In the same edition of Nuytsia, Maslin described two subspecies of Acacia hystrix, and the names are accepted by the Australian Plant Census:
- Acacia hystrix subsp. continua Maslin has phyllodes that are continuous with the branchlet and mostly 30–60 mm long and lack a pulvinus. Flowering has been recorded in September.
- Acacia hystrix Maslin subsp. hystrix has phyllodes with a joint at the junction with the branchlet, 20–45 mm long with a yellowish orange pulvinus. Flowering has been recorded from July to October.

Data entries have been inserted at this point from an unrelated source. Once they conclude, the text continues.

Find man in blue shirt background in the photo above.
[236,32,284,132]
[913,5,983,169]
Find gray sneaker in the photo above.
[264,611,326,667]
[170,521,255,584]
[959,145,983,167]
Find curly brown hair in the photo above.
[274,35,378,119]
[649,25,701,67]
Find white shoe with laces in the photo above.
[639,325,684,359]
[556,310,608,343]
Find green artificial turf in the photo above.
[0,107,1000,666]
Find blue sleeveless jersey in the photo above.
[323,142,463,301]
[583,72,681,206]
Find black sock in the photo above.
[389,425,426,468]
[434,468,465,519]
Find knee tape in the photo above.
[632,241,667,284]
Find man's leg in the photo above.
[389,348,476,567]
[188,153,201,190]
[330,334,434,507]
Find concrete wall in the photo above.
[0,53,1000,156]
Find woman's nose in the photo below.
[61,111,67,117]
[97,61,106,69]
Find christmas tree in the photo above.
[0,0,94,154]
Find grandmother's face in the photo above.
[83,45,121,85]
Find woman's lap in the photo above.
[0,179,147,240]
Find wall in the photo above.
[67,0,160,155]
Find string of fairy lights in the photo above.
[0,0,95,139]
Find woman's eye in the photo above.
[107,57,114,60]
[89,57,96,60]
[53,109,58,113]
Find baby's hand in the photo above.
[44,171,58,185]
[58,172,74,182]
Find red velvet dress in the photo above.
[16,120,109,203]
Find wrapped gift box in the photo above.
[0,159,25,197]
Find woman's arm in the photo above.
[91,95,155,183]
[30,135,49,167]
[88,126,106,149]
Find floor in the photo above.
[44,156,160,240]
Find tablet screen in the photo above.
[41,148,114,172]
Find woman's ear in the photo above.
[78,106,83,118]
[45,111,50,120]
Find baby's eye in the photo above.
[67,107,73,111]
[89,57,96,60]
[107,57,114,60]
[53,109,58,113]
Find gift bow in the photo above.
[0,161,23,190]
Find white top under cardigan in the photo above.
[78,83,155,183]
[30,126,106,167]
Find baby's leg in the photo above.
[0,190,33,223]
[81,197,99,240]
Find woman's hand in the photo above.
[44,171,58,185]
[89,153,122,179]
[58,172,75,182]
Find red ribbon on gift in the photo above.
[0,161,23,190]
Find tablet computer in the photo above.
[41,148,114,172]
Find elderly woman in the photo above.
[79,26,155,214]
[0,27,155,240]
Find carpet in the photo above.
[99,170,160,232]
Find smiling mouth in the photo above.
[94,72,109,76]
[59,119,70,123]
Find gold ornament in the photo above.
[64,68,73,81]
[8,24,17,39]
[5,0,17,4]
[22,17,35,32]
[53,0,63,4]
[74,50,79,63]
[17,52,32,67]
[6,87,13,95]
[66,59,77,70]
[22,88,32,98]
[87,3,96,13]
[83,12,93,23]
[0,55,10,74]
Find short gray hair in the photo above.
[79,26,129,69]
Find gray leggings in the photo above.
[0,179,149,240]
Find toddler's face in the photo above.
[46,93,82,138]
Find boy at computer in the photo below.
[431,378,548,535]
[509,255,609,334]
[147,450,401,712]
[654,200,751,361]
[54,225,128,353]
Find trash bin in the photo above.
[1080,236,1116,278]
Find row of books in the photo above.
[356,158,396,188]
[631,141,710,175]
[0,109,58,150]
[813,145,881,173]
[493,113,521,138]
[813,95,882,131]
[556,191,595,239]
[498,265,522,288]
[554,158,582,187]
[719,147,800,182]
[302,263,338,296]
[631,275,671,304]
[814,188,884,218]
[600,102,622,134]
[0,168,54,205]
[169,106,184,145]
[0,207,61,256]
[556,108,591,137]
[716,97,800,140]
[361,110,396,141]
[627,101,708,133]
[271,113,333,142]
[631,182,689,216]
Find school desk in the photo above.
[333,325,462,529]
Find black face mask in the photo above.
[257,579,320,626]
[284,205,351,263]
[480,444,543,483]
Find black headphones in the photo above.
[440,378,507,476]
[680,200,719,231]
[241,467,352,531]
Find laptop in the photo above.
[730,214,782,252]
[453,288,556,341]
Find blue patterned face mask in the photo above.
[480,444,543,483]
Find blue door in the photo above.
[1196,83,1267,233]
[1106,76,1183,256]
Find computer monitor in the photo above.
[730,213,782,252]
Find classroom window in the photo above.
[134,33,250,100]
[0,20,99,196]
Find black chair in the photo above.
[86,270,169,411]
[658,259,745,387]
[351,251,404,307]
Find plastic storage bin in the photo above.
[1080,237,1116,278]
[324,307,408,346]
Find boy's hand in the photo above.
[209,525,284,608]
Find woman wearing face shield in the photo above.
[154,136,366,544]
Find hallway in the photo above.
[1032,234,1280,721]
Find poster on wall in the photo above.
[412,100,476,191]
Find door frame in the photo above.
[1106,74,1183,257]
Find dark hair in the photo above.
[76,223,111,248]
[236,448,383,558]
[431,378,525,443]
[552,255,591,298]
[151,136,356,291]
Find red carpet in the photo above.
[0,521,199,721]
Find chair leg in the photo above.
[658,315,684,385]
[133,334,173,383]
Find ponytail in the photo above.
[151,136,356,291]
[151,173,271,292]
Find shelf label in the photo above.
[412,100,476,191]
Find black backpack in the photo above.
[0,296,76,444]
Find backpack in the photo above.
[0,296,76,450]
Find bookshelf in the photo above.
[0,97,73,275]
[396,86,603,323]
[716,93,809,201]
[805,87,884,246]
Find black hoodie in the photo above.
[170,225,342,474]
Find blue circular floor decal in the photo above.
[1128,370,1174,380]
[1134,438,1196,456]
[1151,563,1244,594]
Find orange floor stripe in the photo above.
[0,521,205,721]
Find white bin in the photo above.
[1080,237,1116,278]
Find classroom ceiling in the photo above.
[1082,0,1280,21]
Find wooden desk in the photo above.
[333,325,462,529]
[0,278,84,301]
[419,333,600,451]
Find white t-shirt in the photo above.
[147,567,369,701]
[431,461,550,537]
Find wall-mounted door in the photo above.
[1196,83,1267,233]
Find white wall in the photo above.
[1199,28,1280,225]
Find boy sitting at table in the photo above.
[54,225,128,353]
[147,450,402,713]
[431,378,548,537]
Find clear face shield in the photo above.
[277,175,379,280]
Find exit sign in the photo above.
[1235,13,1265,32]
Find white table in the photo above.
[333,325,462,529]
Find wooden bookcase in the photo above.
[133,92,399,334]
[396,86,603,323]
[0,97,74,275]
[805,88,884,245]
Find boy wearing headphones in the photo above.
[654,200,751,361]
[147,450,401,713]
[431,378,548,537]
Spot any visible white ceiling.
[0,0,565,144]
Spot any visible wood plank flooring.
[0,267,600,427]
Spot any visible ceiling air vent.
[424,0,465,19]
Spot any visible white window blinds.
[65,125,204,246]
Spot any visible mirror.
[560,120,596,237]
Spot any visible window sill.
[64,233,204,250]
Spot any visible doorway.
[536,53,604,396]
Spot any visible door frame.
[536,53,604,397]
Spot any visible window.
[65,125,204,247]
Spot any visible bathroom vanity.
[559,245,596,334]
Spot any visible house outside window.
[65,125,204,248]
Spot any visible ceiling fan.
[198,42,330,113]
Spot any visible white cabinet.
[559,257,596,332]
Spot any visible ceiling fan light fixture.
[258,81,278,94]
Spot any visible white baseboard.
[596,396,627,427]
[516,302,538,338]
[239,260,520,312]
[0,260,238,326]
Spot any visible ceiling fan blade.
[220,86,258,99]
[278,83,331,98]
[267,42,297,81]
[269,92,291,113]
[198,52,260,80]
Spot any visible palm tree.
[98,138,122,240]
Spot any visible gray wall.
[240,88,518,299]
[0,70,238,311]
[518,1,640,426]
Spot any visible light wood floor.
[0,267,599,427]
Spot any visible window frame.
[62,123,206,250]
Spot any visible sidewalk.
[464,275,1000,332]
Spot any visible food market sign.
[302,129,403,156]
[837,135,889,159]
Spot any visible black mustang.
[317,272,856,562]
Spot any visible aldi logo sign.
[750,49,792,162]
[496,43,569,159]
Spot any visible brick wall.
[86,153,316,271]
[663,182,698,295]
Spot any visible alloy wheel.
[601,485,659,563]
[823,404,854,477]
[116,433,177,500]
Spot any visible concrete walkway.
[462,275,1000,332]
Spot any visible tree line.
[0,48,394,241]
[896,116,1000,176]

==Distribution and habitat==
Acacia hystrix occurs from Kulin to near Lake Gilmore in the Coolgardie and Mallee bioregions of south-western Western Australia. Subspecies continua is only known from the type location north of Salmon Gums where it is found growing in clay loam in Eucalyptus woodland with a dense myrtaceous understory. Subspecies hystrix commonly grows in sandy loam or clay in open scrub or low open woodland.

==Conservation status==
Acacia hystrix subsp. hystrix is listed as "not threatened", but subsp. continua is listed as "Priority One" by the Western Australian Government Department of Biodiversity, Conservation and Attractions, meaning it is known from only a few populations that are under immediate threat from known threatening processes.